実施例3-ユーザコンソールからの複数の外科用器具の協調した再配置
【0153】
仮想現実システムを使用するとき、ユーザは、実質的に内視鏡視野内に留まること、及び複数の仮想外科用器具(例えば、エンドエフェクタ、カメラ)を仮想患者内で個別にではなくグループとして再配置して、それによって時間を節約すること、並びにユーザが仮想患者の解剖学的構造に対する器具のコンテキスト認識を維持することをより容易にすること、が有用であると考える場合がある。

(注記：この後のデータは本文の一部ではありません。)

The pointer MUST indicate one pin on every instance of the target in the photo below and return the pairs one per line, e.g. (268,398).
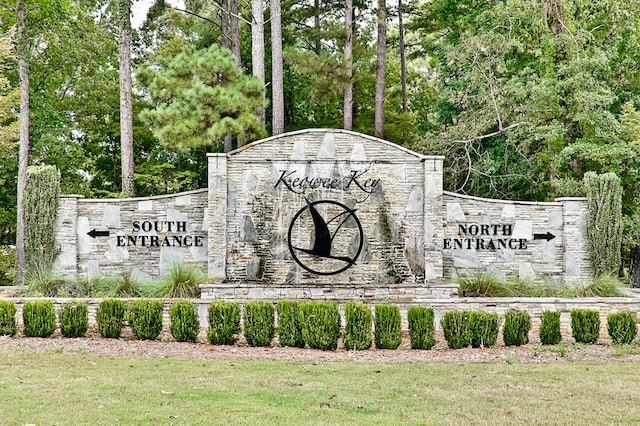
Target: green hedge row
(313,324)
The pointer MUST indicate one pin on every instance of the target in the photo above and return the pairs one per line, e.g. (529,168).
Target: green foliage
(357,331)
(604,222)
(484,285)
(8,323)
(224,323)
(145,318)
(550,328)
(7,265)
(259,323)
(110,317)
(484,329)
(289,324)
(41,195)
(320,325)
(39,318)
(456,328)
(515,331)
(183,282)
(421,327)
(74,319)
(622,327)
(185,323)
(200,96)
(585,325)
(387,331)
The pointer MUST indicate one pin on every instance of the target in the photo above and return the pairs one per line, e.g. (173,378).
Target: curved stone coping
(122,200)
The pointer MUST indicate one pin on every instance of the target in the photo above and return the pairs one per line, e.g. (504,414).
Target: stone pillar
(217,216)
(577,264)
(433,220)
(66,262)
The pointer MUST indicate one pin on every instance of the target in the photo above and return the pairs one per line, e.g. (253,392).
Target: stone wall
(512,239)
(143,236)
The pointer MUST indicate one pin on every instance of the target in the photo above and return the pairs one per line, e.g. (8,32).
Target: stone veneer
(378,199)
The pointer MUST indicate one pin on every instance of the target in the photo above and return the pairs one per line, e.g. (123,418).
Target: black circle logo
(334,236)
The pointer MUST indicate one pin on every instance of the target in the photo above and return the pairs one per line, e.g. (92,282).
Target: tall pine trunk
(23,159)
(348,51)
(257,47)
(277,78)
(126,105)
(380,71)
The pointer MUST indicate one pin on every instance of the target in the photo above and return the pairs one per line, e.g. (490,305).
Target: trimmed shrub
(585,325)
(110,317)
(145,318)
(185,323)
(74,319)
(320,325)
(259,323)
(387,332)
(8,324)
(550,328)
(289,326)
(516,328)
(622,327)
(421,327)
(41,198)
(183,282)
(604,222)
(357,331)
(456,328)
(39,318)
(484,329)
(224,323)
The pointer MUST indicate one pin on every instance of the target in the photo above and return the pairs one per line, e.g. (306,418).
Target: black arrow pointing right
(93,233)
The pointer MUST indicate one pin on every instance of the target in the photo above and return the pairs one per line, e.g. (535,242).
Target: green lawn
(76,388)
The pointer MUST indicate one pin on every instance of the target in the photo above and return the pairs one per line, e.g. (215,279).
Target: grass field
(76,388)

この実施例では、ユーザは、仮想患者の腹部内に配置された仮想内視鏡によって提供される没入型視野を提供する頭部装着ディスプレイを装着する。2つの仮想ロボットアームの近位端は、仮想患者が横たわっている仮想患者台上の別個の位置に取り付けられる。仮想ロボットアームの遠位端は、仮想患者の骨盤領域内に位置付けられた仮想鉗子を作動させるそれぞれのツール駆動装置を支持する。ユーザは、手持ち式制御装置を操作して、仮想鉗子を動作させることができる。
【0154】
ユーザは、仮想内視鏡及び仮想鉗子を、脾臓などの仮想患者の腹部の別の標的領域に移動させることを望む場合がある。各外科用器具を個別に移動させるのではなく、ユーザは協調した再配置モードにエンゲージしてもよい。このモードにエンゲージすると、内視鏡カメラ視野は、ユーザが新しい標的領域(脾臓)を見ることが可能となるように十分な距離まで内視鏡の軸に沿ってズームアウトする。仮想内視鏡の遠位端及び仮想鉗子の遠位端を包含する内視鏡の遠位端に球状インジケータが表示される。ユーザは、少なくとも1つの手持ち式制御装置を操作して、仮想内視鏡及び仮想鉗子を手術作業空間から引き離し(例えば、ユーザが仮想内視鏡視野内で仮想カニューレの遠位端を見ることができるまで)、次いで、球状インジケータを掴んで、骨盤領域から脾臓に移動させる。新たな標的領域に球状インジケータを移動させることによって、ユーザが新たな標的領域を確定すると、仮想内視鏡及び仮想鉗子は、新たな標的領域まで自動的に移動し、仮想内視鏡カメラ視野は、新たな標的領域をズームして示す。この比較的大規模な移動の全体を通じて、ユーザは、仮想環境の実質的な内視鏡視野を伴う仮想環境を見ており、それにより、ユーザは、器具と解剖学的構造との間で焦点を切り替える代わりに、仮想患者の解剖学的構造に意識を維持することが可能となる。
【0155】
前述の説明は、説明目的であり、特定の専門用語を使用して、本発明の徹底した理解を提供するものである。しかしながら、特定の詳細が、本発明の実施のために必ずしも必要ではないことが、当業者に明らかであろう。したがって、本発明の特定の実施形態の前述の説明は、例示及び説明の目的で提示されている。これらは、網羅的であること、又は開示される正確な形態に本発明を限定することを意図するものではなく、明らかに、上記の教示を考慮することで、多くの修正及び変形が可能である。本発明の原理及びその実際の適用を最も良く説明するために、実施形態が選択され、記載され、そのため、当業者ならば、本発明と、種々の変更を伴う種々の実施形態を、想定される特定の用途に適したものとして最も良く利用することができる。以下の特許請求の範囲及びその均等物が、本発明の範囲を規定することを意図している。